Zing Forum

Reading

From Computing Power Competition to Energy Efficiency: A New Paradigm for Large Model Inference Evaluation

Researchers propose that LLM inference should be viewed as an "energy-to-token production" process, introducing the Token Production Function framework. They call on the industry to report energy metrics such as joules per token and PUE-adjusted power in addition to accuracy when evaluating inference systems, to promote the sustainable development of AI.
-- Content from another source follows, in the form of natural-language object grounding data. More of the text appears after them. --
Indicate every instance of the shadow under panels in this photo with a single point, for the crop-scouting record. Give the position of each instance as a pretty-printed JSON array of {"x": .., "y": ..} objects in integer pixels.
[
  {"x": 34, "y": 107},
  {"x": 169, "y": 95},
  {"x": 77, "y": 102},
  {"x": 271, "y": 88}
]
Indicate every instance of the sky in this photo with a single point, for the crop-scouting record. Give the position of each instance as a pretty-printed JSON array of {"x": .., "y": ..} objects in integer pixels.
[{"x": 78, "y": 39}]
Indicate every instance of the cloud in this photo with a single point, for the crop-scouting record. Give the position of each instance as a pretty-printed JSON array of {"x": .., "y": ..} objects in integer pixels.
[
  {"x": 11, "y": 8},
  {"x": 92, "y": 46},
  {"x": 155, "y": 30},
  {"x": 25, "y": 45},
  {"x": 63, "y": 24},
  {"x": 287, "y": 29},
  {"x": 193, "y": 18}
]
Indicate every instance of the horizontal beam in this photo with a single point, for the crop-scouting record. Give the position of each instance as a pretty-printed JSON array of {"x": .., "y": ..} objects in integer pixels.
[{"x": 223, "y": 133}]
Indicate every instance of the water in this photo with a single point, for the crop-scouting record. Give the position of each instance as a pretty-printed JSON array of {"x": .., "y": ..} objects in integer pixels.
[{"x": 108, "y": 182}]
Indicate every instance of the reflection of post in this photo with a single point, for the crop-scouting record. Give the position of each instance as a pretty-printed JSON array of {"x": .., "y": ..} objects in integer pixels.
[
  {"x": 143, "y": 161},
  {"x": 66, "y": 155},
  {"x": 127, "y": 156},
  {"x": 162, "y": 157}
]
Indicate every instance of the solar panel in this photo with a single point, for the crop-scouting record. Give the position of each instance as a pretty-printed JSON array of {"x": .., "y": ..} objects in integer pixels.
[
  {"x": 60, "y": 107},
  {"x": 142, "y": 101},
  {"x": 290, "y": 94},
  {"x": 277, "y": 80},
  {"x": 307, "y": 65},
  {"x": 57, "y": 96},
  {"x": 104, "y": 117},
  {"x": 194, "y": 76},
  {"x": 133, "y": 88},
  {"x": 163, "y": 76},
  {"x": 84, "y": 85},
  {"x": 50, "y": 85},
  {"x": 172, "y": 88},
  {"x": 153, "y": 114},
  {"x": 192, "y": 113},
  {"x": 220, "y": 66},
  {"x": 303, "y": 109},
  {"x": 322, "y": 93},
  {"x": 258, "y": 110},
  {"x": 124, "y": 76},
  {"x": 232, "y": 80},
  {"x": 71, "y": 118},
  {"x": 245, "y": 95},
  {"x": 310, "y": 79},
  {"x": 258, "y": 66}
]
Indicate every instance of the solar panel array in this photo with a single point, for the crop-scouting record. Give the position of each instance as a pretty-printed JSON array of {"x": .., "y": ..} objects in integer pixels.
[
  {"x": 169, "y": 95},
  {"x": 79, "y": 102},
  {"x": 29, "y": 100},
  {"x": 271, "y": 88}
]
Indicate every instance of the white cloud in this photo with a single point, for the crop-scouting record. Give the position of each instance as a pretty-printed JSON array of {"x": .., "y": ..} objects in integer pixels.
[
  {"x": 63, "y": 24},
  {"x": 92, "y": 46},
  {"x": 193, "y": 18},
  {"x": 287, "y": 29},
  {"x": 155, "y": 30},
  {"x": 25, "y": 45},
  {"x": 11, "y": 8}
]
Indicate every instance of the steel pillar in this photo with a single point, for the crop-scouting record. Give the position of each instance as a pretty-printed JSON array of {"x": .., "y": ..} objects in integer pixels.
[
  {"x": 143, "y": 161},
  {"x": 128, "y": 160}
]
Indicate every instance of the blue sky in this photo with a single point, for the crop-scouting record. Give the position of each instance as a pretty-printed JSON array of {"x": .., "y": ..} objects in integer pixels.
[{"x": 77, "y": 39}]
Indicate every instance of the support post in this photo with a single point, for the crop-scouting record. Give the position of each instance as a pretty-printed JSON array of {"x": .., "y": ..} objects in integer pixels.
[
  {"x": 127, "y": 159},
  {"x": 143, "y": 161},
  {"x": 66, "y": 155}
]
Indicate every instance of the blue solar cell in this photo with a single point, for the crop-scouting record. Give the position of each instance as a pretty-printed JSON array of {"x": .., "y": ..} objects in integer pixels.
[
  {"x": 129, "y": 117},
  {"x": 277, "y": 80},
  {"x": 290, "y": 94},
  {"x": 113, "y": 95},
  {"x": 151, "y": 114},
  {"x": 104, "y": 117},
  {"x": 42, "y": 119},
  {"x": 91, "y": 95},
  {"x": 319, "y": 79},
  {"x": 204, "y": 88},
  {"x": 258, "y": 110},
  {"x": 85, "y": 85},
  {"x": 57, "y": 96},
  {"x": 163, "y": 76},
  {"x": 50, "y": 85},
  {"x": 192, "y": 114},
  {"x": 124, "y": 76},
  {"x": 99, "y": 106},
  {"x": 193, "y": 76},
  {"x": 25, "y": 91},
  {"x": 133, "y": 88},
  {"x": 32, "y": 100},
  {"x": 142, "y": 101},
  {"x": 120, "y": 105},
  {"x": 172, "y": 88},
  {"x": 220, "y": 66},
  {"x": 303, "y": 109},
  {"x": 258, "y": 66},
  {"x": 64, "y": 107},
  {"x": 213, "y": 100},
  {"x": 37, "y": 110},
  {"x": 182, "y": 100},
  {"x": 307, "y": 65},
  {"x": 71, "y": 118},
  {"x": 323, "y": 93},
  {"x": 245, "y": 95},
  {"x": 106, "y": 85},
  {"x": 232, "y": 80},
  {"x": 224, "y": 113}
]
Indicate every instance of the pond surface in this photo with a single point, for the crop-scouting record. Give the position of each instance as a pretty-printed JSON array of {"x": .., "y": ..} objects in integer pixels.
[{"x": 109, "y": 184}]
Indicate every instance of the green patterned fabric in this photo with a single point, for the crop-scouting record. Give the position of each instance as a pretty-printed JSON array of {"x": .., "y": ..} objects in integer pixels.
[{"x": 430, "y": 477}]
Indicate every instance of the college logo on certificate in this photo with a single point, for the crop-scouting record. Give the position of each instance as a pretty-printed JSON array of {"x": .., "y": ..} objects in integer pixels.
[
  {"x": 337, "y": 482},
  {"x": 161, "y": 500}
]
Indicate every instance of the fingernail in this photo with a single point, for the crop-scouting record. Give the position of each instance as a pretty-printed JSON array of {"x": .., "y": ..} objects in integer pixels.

LLM推理能源效率Token生产函数PUE可持续发展绿色AI能源到令牌大模型部署
Published 2026-05-12 16:15Recent activity 2026-05-13 11:49Estimated read 6 min
From Computing Power Competition to Energy Efficiency: A New Paradigm for Large Model Inference Evaluation
1

Section 01

[Introduction] New Paradigm for Large Model Inference Evaluation: Shifting from Computing Power Competition to Energy Efficiency

Researchers propose that LLM inference should be viewed as an "energy-to-token production" process, introducing the Token Production Function framework. They call on the industry to report energy metrics such as joules per token and PUE-adjusted power in addition to accuracy when evaluating inference systems, to promote the sustainable development of AI.

2

Section 02

Limitations of Current LLM Inference Evaluation Systems

The evaluation of large language model inference performance has long focused on accuracy, latency, throughput, and hardware utilization. However, with the large-scale deployment of LLMs, these metrics have revealed limitations: in real-world production, the core output is tokens of a specific quality, constrained by physical factors such as effective computing power, power supply capacity, cooling capacity, PUE, and utilization. Thus, inference has become an energy production issue.

3

Section 03

Energy-to-Token Paradigm and Token Production Function Framework

The new paradigm views inference as "energy-to-token production" and introduces the Token Production Function framework: the token generation rate is constrained by two upper limits—per-token computing power limit (determined by model architecture, parameter scale, and hardware computing power) and per-token energy limit (determined by data center power supply, cooling efficiency, and PUE). It is necessary to identify the "active constraint" of the current system to formulate optimization strategies.

4

Section 04

System Optimization: Key Levers to Improve Energy Efficiency

Various system optimization technologies can serve as energy-to-token levers: KV cache compression reduces memory bandwidth requirements and lowers energy consumption; sparse and compressed attention reduces per-token FLOPs and memory traffic; quantization techniques reduce computation energy consumption; routing and mixture of experts allocate computing power on demand; difficulty-adaptive inference dynamically adjusts inference depth to avoid waste.

5

Section 05

Call for Establishing New Energy-Related Evaluation Reporting Standards

The paper calls on inference research and benchmarking to report the following metrics: joules per token (core energy efficiency metric), active constraints (to clarify system bottlenecks), PUE-adjusted actual power (considering data center energy efficiency), and utilization-adjusted token output (effective production capacity).

6

Section 06

Profound Significance of the New Paradigm for AI Sustainable Development

Environmental perspective: High energy consumption increases carbon footprint, requiring responses to climate change; Economic perspective: Energy costs have become the main operating cost of LLM services, and improving efficiency is key to business competitiveness; Technical perspective: Energy constraints drive the exploration of more efficient architectures and algorithms.

7

Section 07

Practical Recommendations for Energy Efficiency in Enterprise LLM Service Deployment

Recommendations for enterprises deploying LLM services: Establish an energy baseline (measure current Joules/token metrics), identify active constraints (analyze computing power or energy bottlenecks), prioritize investment in energy levers (targeted optimization technologies), and continuously monitor and optimize (incorporate energy metrics into regular processes).

8

Section 08

Conclusion: Paradigm Shift Drives Green AI Development

The shift from "computing power to tokens" to "energy to tokens" is a change in mindset. LLM inference is constrained by physical laws. In the phase of large-scale AI deployment, energy efficiency is key to technical feasibility and commercial sustainability. We look forward to the industry adopting the new paradigm to promote green and responsible AI development.